Mobile EEG-Systems for better epilepsy treatment

Exactly recorded biosignals at the time of the seizure in everyday processes help in the classification of epilepsy disorders, in the optimal dosage of drugs - and perhaps in future even in the development of early warning systems. The project »MOND« contributes to research into these approaches.

MOND - Mobile, smart neurosensing system for the detection and documentation of epileptic seizures in daily life

Detecting and documenting epileptic seizures in daily life is fundamentally important for the individualised treatment of the affected person. Biosignals accurately recorded at the time of the seizure in day-to-day routine help to classify epileptic disorders, optimise drug dosage – or even support the development of early-warning systems. However, recording all the relevant parameters in mobile mode – without significantly restricting the person’s normal routine – presents a tremendous challenge.

The goal of the »MOND« project is to produce proof of concept for an AI-based sensor system for the automatic detection of epileptic seizures in daily life. Data will be recorded via a mobile sensor system worn on the ear, which in particular will make it possible to conduct a mobile electroencephalogram (EEG). An EEG shows the brain’s electrical activity – until now mostly by means of electrodes attached to the scalp.
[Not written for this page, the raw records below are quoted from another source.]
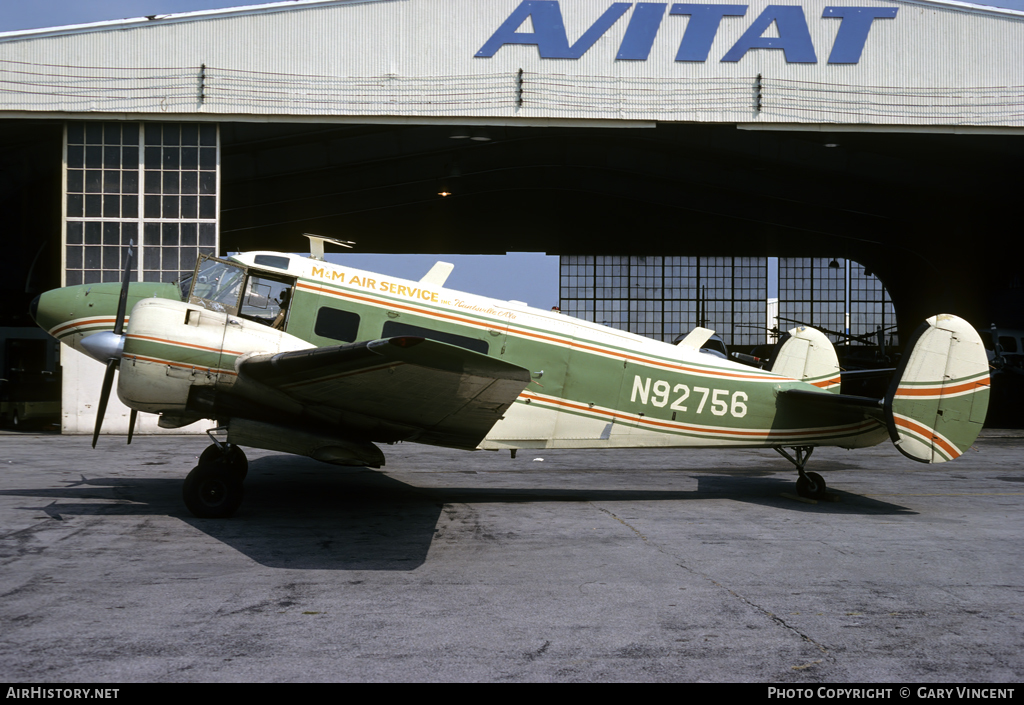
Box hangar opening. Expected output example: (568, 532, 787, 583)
(1, 0, 1022, 431)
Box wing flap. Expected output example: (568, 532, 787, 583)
(240, 336, 531, 448)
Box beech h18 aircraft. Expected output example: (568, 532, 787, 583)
(30, 236, 990, 518)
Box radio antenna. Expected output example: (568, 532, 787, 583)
(303, 233, 355, 260)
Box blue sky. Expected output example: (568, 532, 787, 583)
(324, 253, 561, 309)
(2, 0, 1023, 32)
(0, 2, 256, 32)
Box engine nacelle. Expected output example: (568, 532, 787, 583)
(117, 298, 312, 417)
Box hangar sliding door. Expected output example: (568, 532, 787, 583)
(63, 121, 219, 286)
(61, 121, 220, 435)
(559, 255, 768, 347)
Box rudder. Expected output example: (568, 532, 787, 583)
(884, 314, 990, 463)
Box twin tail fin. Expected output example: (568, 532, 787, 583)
(770, 325, 842, 393)
(883, 314, 990, 463)
(773, 314, 990, 463)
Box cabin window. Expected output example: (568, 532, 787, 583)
(381, 321, 488, 355)
(999, 336, 1018, 353)
(315, 307, 361, 342)
(254, 255, 291, 271)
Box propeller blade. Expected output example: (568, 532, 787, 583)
(92, 358, 118, 448)
(127, 409, 137, 445)
(92, 241, 136, 449)
(112, 239, 135, 336)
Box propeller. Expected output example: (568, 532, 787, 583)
(86, 241, 135, 448)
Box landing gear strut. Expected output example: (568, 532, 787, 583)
(182, 442, 248, 518)
(198, 443, 248, 480)
(774, 446, 828, 500)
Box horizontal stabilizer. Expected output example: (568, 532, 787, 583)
(675, 327, 715, 350)
(778, 389, 883, 417)
(420, 261, 454, 287)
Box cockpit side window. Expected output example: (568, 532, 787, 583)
(241, 274, 295, 329)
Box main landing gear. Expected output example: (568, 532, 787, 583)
(182, 441, 248, 518)
(774, 445, 829, 501)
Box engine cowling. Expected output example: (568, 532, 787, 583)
(118, 298, 312, 418)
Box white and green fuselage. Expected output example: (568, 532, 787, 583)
(33, 251, 989, 464)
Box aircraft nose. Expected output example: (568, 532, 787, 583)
(29, 289, 63, 335)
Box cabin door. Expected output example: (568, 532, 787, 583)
(491, 315, 573, 443)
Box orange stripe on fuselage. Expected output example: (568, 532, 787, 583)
(122, 354, 237, 377)
(125, 333, 244, 357)
(296, 282, 782, 383)
(51, 316, 124, 337)
(519, 392, 880, 441)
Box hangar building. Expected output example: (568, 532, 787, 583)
(1, 0, 1022, 433)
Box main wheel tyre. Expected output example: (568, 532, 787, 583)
(796, 471, 827, 500)
(198, 444, 248, 480)
(182, 465, 244, 518)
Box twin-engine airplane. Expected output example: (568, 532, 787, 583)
(30, 237, 990, 518)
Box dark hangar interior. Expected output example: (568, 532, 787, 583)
(3, 118, 1022, 338)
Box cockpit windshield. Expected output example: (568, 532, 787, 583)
(176, 273, 193, 302)
(188, 256, 246, 315)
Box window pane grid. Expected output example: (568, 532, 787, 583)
(561, 256, 892, 349)
(560, 256, 767, 346)
(65, 122, 218, 286)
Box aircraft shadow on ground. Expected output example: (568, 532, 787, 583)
(1, 455, 916, 570)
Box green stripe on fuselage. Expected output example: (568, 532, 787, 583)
(289, 274, 852, 443)
(124, 336, 234, 371)
(35, 282, 181, 340)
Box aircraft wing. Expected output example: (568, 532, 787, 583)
(239, 336, 531, 449)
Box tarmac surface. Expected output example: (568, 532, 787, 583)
(1, 430, 1022, 683)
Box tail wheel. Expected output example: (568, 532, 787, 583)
(183, 465, 244, 518)
(796, 471, 827, 500)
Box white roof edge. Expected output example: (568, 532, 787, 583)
(900, 0, 1024, 18)
(0, 0, 1022, 42)
(0, 0, 391, 42)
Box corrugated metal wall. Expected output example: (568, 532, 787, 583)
(1, 0, 1022, 126)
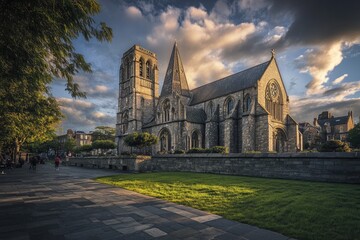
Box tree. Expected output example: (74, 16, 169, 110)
(0, 0, 112, 159)
(75, 144, 93, 154)
(92, 126, 115, 142)
(124, 132, 158, 154)
(64, 138, 76, 155)
(0, 0, 112, 98)
(92, 140, 116, 154)
(319, 140, 351, 152)
(348, 123, 360, 148)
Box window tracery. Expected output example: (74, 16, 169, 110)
(265, 80, 282, 120)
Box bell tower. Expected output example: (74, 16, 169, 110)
(116, 45, 159, 152)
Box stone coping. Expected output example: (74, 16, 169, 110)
(153, 152, 360, 159)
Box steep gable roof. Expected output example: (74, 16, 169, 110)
(186, 107, 207, 123)
(160, 42, 190, 98)
(318, 116, 349, 126)
(190, 61, 270, 105)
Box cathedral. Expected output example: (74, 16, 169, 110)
(116, 43, 302, 154)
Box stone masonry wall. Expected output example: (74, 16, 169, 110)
(69, 156, 150, 172)
(69, 153, 360, 183)
(139, 153, 360, 183)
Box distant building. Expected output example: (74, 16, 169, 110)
(299, 122, 321, 149)
(58, 129, 92, 148)
(314, 111, 354, 142)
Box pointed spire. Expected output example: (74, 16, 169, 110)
(160, 42, 190, 97)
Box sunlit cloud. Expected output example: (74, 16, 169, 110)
(333, 74, 348, 85)
(126, 6, 142, 19)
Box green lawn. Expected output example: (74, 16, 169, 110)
(96, 172, 360, 240)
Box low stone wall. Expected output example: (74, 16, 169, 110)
(69, 153, 360, 183)
(140, 152, 360, 183)
(68, 156, 150, 171)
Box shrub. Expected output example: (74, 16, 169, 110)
(244, 150, 262, 154)
(174, 149, 185, 154)
(187, 148, 209, 153)
(124, 132, 158, 152)
(210, 146, 228, 154)
(92, 140, 116, 150)
(348, 123, 360, 148)
(319, 140, 351, 152)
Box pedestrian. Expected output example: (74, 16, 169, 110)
(55, 155, 61, 171)
(30, 156, 37, 171)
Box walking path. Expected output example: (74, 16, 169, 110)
(0, 163, 294, 240)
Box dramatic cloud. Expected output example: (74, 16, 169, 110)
(290, 79, 360, 123)
(333, 74, 348, 85)
(295, 42, 343, 95)
(268, 0, 360, 46)
(57, 98, 115, 132)
(145, 4, 280, 88)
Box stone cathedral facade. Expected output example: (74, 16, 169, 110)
(116, 43, 302, 154)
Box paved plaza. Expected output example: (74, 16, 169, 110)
(0, 163, 294, 240)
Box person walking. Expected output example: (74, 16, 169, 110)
(54, 155, 61, 171)
(30, 156, 37, 171)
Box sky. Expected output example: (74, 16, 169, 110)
(53, 0, 360, 134)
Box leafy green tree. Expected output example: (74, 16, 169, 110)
(92, 140, 116, 151)
(92, 126, 115, 142)
(0, 0, 112, 159)
(319, 140, 351, 152)
(0, 0, 112, 98)
(124, 132, 158, 154)
(348, 123, 360, 148)
(75, 144, 93, 154)
(64, 138, 76, 154)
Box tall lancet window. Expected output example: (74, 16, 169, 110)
(139, 59, 144, 77)
(244, 94, 251, 112)
(265, 80, 283, 121)
(163, 99, 170, 122)
(122, 111, 129, 134)
(126, 58, 131, 79)
(146, 61, 150, 79)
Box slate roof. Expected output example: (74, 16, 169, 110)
(190, 61, 270, 105)
(318, 116, 349, 126)
(186, 107, 207, 123)
(160, 42, 191, 97)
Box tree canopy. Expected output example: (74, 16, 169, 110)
(0, 0, 112, 159)
(0, 0, 112, 97)
(92, 140, 116, 150)
(319, 140, 351, 152)
(124, 132, 158, 150)
(92, 126, 116, 142)
(348, 123, 360, 148)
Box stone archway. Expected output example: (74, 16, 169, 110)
(191, 130, 200, 148)
(274, 129, 287, 152)
(159, 128, 171, 152)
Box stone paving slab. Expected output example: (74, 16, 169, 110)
(0, 163, 295, 239)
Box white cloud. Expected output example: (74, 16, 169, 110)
(333, 74, 348, 85)
(126, 6, 142, 18)
(295, 41, 343, 95)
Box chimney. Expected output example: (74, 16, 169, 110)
(313, 118, 317, 126)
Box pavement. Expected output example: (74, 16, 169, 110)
(0, 163, 294, 240)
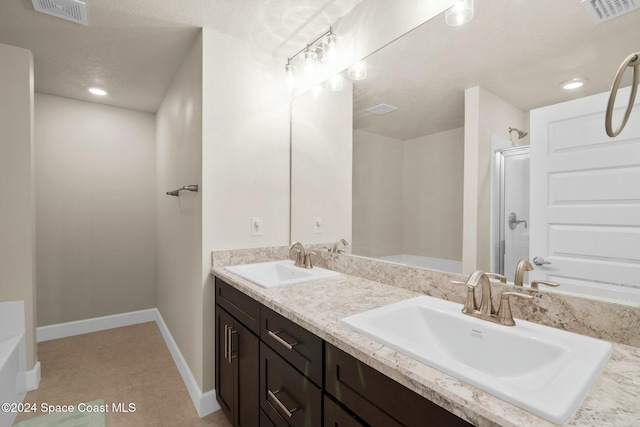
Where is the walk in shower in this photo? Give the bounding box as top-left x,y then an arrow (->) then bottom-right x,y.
492,145 -> 530,281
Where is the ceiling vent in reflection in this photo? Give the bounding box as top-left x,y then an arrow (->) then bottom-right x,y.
581,0 -> 639,24
31,0 -> 87,26
367,103 -> 398,115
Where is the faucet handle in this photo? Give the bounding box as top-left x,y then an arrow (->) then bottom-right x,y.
530,280 -> 560,290
486,273 -> 507,284
451,280 -> 477,313
497,292 -> 533,326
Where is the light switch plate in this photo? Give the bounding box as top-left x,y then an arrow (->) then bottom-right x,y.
251,217 -> 263,236
313,216 -> 323,234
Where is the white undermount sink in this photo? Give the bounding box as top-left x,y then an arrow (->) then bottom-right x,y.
341,295 -> 612,424
225,260 -> 339,288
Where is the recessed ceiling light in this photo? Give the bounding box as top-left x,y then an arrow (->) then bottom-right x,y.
560,78 -> 586,90
88,87 -> 107,96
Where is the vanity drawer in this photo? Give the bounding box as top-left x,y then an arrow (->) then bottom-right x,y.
261,305 -> 324,387
260,342 -> 322,427
325,343 -> 471,427
215,277 -> 260,334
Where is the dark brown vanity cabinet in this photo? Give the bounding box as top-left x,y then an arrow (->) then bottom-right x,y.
325,344 -> 472,427
214,277 -> 471,427
215,278 -> 261,427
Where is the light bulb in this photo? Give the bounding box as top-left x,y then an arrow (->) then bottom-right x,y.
561,78 -> 586,90
445,0 -> 474,26
325,73 -> 344,92
304,48 -> 318,77
88,87 -> 107,96
285,62 -> 295,91
323,33 -> 338,65
347,61 -> 367,81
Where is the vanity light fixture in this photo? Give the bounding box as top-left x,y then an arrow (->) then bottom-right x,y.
284,27 -> 338,90
445,0 -> 474,26
88,87 -> 107,96
347,61 -> 367,81
561,78 -> 586,90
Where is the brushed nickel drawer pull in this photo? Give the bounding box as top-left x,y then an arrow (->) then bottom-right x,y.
224,325 -> 230,362
228,328 -> 236,363
267,330 -> 297,350
267,389 -> 297,418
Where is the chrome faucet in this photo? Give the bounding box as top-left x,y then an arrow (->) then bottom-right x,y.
289,242 -> 306,267
289,242 -> 315,269
330,238 -> 349,254
454,270 -> 533,326
514,259 -> 534,286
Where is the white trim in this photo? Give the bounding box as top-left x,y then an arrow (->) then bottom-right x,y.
36,309 -> 157,342
25,361 -> 41,391
154,310 -> 220,417
35,309 -> 220,417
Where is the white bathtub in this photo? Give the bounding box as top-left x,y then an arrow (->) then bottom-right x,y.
0,301 -> 27,427
379,254 -> 462,273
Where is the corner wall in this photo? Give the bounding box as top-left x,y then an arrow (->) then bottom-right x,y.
156,32 -> 205,391
462,86 -> 525,273
0,43 -> 37,370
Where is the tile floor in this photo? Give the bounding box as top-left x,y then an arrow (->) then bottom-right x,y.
13,322 -> 232,427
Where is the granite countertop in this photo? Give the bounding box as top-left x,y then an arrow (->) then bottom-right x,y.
211,266 -> 640,427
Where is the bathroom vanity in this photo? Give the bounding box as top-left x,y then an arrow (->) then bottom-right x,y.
211,251 -> 640,426
214,277 -> 470,426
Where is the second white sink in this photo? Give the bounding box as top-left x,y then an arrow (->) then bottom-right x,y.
341,295 -> 612,424
225,260 -> 339,288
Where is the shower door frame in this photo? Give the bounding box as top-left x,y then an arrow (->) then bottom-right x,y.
493,145 -> 530,275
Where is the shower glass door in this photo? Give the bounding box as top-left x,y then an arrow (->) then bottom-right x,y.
494,146 -> 530,280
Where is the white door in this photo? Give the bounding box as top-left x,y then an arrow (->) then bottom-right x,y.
530,86 -> 640,303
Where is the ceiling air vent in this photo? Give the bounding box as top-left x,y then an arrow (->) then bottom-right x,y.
581,0 -> 640,24
31,0 -> 87,26
367,103 -> 398,115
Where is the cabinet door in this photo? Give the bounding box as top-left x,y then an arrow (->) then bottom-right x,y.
236,321 -> 259,427
324,395 -> 366,427
215,306 -> 235,423
216,305 -> 260,427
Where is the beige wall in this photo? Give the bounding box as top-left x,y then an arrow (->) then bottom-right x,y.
352,130 -> 404,257
156,33 -> 205,390
462,86 -> 525,273
352,128 -> 463,260
35,94 -> 156,325
0,43 -> 37,370
404,128 -> 464,260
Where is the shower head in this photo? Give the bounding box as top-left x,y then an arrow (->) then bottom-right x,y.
509,127 -> 528,139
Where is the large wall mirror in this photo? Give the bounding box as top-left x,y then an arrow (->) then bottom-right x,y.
291,0 -> 640,305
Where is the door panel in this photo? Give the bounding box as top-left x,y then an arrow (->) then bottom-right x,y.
530,86 -> 640,302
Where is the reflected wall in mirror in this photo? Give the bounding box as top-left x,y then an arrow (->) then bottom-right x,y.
290,0 -> 640,305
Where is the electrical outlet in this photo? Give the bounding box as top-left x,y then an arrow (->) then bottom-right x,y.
313,216 -> 323,234
251,217 -> 263,236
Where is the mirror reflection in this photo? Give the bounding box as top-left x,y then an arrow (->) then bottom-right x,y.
290,0 -> 640,305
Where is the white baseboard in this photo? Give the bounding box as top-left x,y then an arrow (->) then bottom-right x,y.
35,309 -> 220,417
25,361 -> 41,391
154,310 -> 220,417
36,309 -> 157,342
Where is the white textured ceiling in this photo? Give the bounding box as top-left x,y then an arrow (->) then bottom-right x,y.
351,0 -> 640,141
0,0 -> 362,112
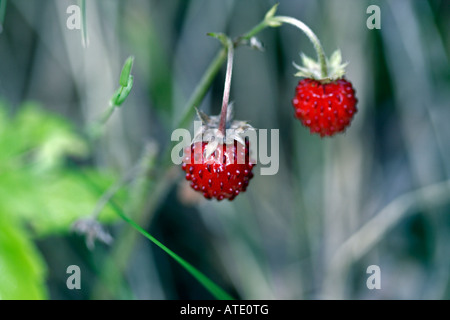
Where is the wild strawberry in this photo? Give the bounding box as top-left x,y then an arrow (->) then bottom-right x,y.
290,50 -> 358,137
292,77 -> 357,137
181,34 -> 256,201
182,140 -> 254,201
181,107 -> 255,201
290,50 -> 357,137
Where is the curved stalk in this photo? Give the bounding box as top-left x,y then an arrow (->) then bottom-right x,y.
272,16 -> 328,78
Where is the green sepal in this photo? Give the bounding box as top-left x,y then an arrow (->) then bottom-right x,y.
293,49 -> 348,82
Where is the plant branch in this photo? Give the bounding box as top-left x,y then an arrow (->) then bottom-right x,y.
175,49 -> 228,131
233,19 -> 268,46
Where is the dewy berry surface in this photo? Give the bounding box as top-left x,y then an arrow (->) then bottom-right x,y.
292,78 -> 358,137
181,141 -> 255,201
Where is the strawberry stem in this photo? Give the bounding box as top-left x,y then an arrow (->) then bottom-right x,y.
271,16 -> 328,78
218,37 -> 234,135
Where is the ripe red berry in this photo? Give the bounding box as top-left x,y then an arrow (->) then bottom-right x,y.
181,140 -> 254,201
292,78 -> 357,137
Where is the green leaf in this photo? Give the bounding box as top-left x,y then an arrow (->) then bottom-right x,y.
34,133 -> 88,172
0,102 -> 123,236
0,168 -> 122,236
0,216 -> 47,299
119,56 -> 134,87
3,103 -> 88,167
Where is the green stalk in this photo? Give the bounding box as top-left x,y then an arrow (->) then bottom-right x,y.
234,19 -> 269,46
176,48 -> 227,130
272,16 -> 328,78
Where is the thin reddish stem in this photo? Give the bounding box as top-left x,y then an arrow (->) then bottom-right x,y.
218,39 -> 234,135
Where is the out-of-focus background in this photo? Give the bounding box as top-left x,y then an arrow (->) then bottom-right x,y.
0,0 -> 449,300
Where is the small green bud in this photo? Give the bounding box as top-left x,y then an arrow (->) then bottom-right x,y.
119,56 -> 134,87
114,75 -> 133,106
110,88 -> 122,106
264,3 -> 279,20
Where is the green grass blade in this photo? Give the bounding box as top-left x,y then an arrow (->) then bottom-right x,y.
111,201 -> 234,300
81,172 -> 234,300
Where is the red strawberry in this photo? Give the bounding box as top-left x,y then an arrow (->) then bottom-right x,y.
181,107 -> 255,201
292,78 -> 357,137
182,140 -> 254,201
291,50 -> 358,137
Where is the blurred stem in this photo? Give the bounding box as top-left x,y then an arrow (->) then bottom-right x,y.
234,19 -> 269,46
80,0 -> 88,47
0,0 -> 7,34
271,16 -> 328,78
219,38 -> 234,134
86,94 -> 119,140
89,162 -> 141,220
324,179 -> 450,298
176,49 -> 227,130
98,101 -> 117,125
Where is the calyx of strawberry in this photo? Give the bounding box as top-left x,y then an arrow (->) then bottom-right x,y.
193,105 -> 254,159
293,49 -> 348,83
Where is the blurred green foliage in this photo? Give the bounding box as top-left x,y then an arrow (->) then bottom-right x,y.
0,101 -> 121,299
0,215 -> 47,299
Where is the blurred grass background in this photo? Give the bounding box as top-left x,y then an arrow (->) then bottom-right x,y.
0,0 -> 449,299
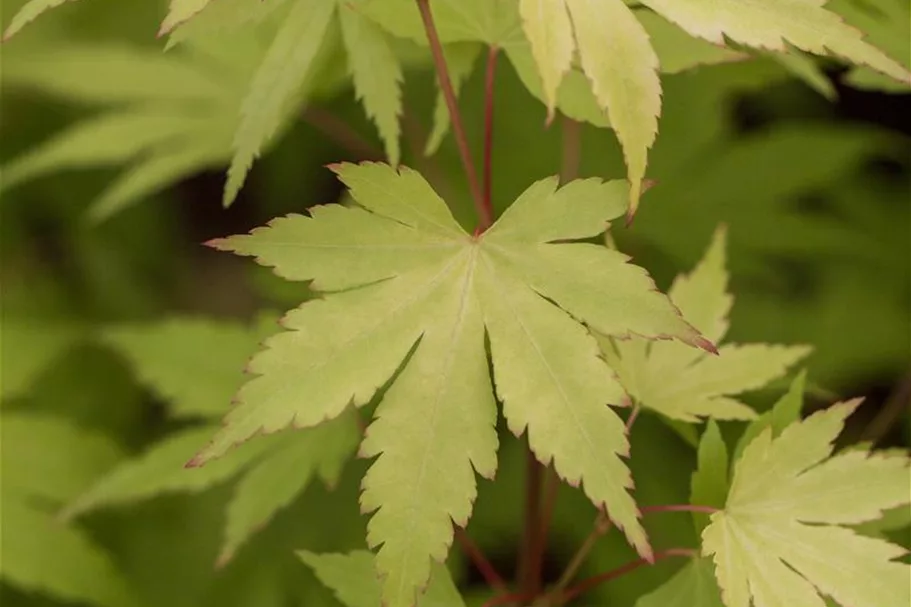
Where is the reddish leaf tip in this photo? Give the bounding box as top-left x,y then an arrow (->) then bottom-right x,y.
694,336 -> 719,355
185,455 -> 203,469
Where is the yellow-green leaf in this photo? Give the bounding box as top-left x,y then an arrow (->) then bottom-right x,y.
518,0 -> 575,118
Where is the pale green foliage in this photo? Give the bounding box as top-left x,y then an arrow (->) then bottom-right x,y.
219,414 -> 358,564
0,41 -> 255,221
299,550 -> 465,607
2,0 -> 76,40
703,401 -> 911,607
690,421 -> 728,533
639,0 -> 911,85
830,0 -> 911,92
734,371 -> 807,461
634,557 -> 724,607
159,0 -> 214,35
0,414 -> 134,606
196,163 -> 709,605
521,0 -> 659,215
339,3 -> 404,166
164,0 -> 288,48
102,316 -> 278,418
602,228 -> 811,422
224,0 -> 336,206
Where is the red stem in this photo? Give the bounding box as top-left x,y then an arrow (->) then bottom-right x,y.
559,549 -> 696,603
519,447 -> 544,596
416,0 -> 488,228
534,466 -> 558,573
559,116 -> 581,184
482,45 -> 499,225
624,404 -> 641,434
454,527 -> 508,593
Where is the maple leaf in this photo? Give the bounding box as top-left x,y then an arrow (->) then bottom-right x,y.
300,550 -> 465,607
702,401 -> 911,607
639,0 -> 911,86
66,316 -> 358,565
192,162 -> 710,607
601,227 -> 811,422
0,414 -> 135,606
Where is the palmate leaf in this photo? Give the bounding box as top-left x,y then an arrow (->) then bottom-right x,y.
300,551 -> 465,607
702,402 -> 911,607
193,163 -> 710,607
640,0 -> 911,85
2,0 -> 76,40
601,228 -> 811,422
829,0 -> 911,92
Alongside developing and testing the system, the project will also explore possible integration in the treatment process. This means that the project partners will not only deal with technical aspects but also with user-friendliness, process reliability and data security as well as use in clinical practice. 

To implement the project successfully, experts in technology development and clinical trials have joined forces, whose expertise has been proven by preliminary work relevant to the project. For example, the »MOND« project builds, among others, on the results of the »EPItect« project (FKZ 16SV7482) funded by the Federal Ministry of Education and Research, which was recently completed and also focussed on a mobile sensor application in the context of epilepsy.

»EPItect« corroborated that the detection of all types of epileptic seizures without recording and analysing EEG signals is insufficient for a clinically significant improvement in the counting of seizures. Consequently, the »MOND« project augments the sensor system with mobile EEG monitoring.

The EEG signal itself and its interpretation are complex. Any movement or the slightest muscle contraction (eye movement, talking, walking) causes massive signal interference or produces false measurement results, known as »artefacts«. The analysis of EEG data recorded by mobile devices represents a particular challenge, which the project will meet with artificial intelligence methods (AI).

Creating new ways to improve the diagnosis and treatment of people with epilepsy – all the partners participating in the »MOND« project are pursuing this common objective, which is to be achieved through the combination of different sensor systems in conjunction with AI methods.

“We’re planning to gather data via a mobile recording unit worn on the ear for EEG and other biosignals. We’ll compare two different EEG systems – one in the ear and the other as a flexible adhesive electrode behind it – in terms of performance and wearing comfort. We hope that especially the EEG data will lead to a clinically significant improvement in the detection of epileptic seizures.«

 

Dr. Insa Wolf
Project Manager and Head of Mobile Neurotechnologies (MNT) at Fraunhofer IDMT

 

Press Release / 15.7.2020

Mobile EEG for the detection of epileptic seizures in daily life

»MOND« project will facilitate better diagnosis and treatment of epilepsy. A mobile neurosensing system suitable for everyday use that detects epileptic seizures automatically and documents them for the purpose of medical anamnesis and optimisation of patient safety.

Project Volume

Total Volume: 3,4 Mio. €
(of which 88 % BMG Funding)

The project is funded by the Federal Ministry of Health BMG as part of the funding priority »Digital innovations for the improvement of patient-centered care in health care, smart sensor technology«.